ACOSOG Z0011 trial with +SLN randomized to get ALND or no further surgery with WB tangents only showed what?

A

pT1-2 tumors with clinically negative axilla had 1-2+ SLN followed by ALND or not. at least 10 LN had to be removed at the ALND. median age was 55, mostly ER+ tumors. most women had only 1+LN. 27% pf women had additional positive LN on completion dissection. at 6 yrs there was no worse OS or DFS with just SLNB without ALND.

38
Q

The EBCTCG for chemotherapy showed what?

A

this metaanalysis regarding chemotherapy showed that all women receive a benefit from OS with 6 months of chemotherapy. with women <50 yrs getting the most benefit. RR of death is 38% in those younger than 50 compared to 20% in those over age 50, regardless of ER status, nodal status or other tumor charactersitics. N+ pts also benefit more than N- pts 11% vs 7%. Anthracycline chemo is better to CMF chemo with a 5yr OS benefit from 69% to 72%.

39
Q

The EBCTCG for RT showed what?

A

this metaanalysis showed that RT after BCS and mastectomy conferred a signficant absolute LC improvement of 20%, translating into a 5% absolute benefit in breast cancer mortality at 15yrs.

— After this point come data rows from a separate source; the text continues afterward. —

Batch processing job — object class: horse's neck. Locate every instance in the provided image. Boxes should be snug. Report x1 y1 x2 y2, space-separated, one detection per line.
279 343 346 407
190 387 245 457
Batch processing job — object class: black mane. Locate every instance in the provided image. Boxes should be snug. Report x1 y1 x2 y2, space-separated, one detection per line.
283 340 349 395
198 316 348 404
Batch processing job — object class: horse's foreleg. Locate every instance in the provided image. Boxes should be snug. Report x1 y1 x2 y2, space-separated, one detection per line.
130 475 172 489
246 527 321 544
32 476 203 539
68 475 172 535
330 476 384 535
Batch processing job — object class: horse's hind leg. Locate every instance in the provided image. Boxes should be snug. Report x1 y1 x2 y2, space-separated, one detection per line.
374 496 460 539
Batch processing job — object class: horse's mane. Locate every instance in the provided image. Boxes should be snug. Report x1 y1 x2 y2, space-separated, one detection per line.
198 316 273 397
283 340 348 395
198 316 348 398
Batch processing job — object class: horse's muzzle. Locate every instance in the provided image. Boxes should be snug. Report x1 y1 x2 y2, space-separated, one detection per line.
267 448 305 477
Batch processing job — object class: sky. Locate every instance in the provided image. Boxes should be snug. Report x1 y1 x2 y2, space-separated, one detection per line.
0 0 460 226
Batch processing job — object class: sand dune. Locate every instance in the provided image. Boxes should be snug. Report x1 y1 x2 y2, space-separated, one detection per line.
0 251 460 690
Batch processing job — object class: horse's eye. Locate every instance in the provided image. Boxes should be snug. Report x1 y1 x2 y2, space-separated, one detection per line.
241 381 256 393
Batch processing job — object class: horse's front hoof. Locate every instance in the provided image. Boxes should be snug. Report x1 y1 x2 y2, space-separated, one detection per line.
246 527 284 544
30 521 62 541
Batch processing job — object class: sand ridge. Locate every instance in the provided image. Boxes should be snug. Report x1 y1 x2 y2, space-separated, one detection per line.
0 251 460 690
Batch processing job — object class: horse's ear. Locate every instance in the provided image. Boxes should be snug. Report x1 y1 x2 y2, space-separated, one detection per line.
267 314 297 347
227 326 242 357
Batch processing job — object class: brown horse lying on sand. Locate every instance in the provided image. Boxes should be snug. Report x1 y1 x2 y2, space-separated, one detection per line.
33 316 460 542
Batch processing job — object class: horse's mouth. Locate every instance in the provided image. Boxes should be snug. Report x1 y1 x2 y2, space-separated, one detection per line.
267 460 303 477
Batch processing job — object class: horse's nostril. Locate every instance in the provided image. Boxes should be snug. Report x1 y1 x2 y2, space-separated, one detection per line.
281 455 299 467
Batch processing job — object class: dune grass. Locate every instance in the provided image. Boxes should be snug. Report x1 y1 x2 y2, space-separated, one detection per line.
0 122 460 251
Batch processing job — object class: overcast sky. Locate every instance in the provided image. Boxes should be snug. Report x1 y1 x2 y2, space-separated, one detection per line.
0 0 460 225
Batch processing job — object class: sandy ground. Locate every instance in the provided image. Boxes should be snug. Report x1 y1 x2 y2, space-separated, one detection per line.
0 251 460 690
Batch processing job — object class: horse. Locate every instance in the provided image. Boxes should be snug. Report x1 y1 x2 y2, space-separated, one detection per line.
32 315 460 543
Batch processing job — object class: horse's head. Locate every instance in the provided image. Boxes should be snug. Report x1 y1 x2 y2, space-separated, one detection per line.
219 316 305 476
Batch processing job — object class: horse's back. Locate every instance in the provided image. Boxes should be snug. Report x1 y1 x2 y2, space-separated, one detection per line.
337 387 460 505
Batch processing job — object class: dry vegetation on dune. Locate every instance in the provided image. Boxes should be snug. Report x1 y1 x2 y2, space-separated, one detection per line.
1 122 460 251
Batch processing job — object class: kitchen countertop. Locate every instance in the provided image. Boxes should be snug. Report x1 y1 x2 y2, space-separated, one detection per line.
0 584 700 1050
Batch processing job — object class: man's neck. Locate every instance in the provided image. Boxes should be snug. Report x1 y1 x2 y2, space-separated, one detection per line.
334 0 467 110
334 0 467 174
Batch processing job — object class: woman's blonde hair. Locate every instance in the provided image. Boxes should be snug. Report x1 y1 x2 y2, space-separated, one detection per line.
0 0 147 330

RT did increase the risk of heart disease mortality by 1.27RR and lung cancer mortality 1.78RR. though these are all less than the improvement in BCSM.

40
Q

The EORTC boost trial showed what?

A

Stage I/II women after lumpectomy with negative margins got 50Gy +/- 16Gy bst. DCIS at the margin was allowed. some women with +margins got 10 vs 26Gy bst randomized.
16Gy bst decreased LF from 10 to 6%. the greatest benefit seen in those 60yrs. there was more severe fibrosis with bst. 4 vs 2%. no change in OS.

41
Q

Lyon boost trial showed what?

A

pts with lumpectomy, ALND got 50GY +/- 10Gy bst. at 5 yrs the boost decreased LF from 4.5 to 3.6%. same cosmesis, but slightly more telangiectasias.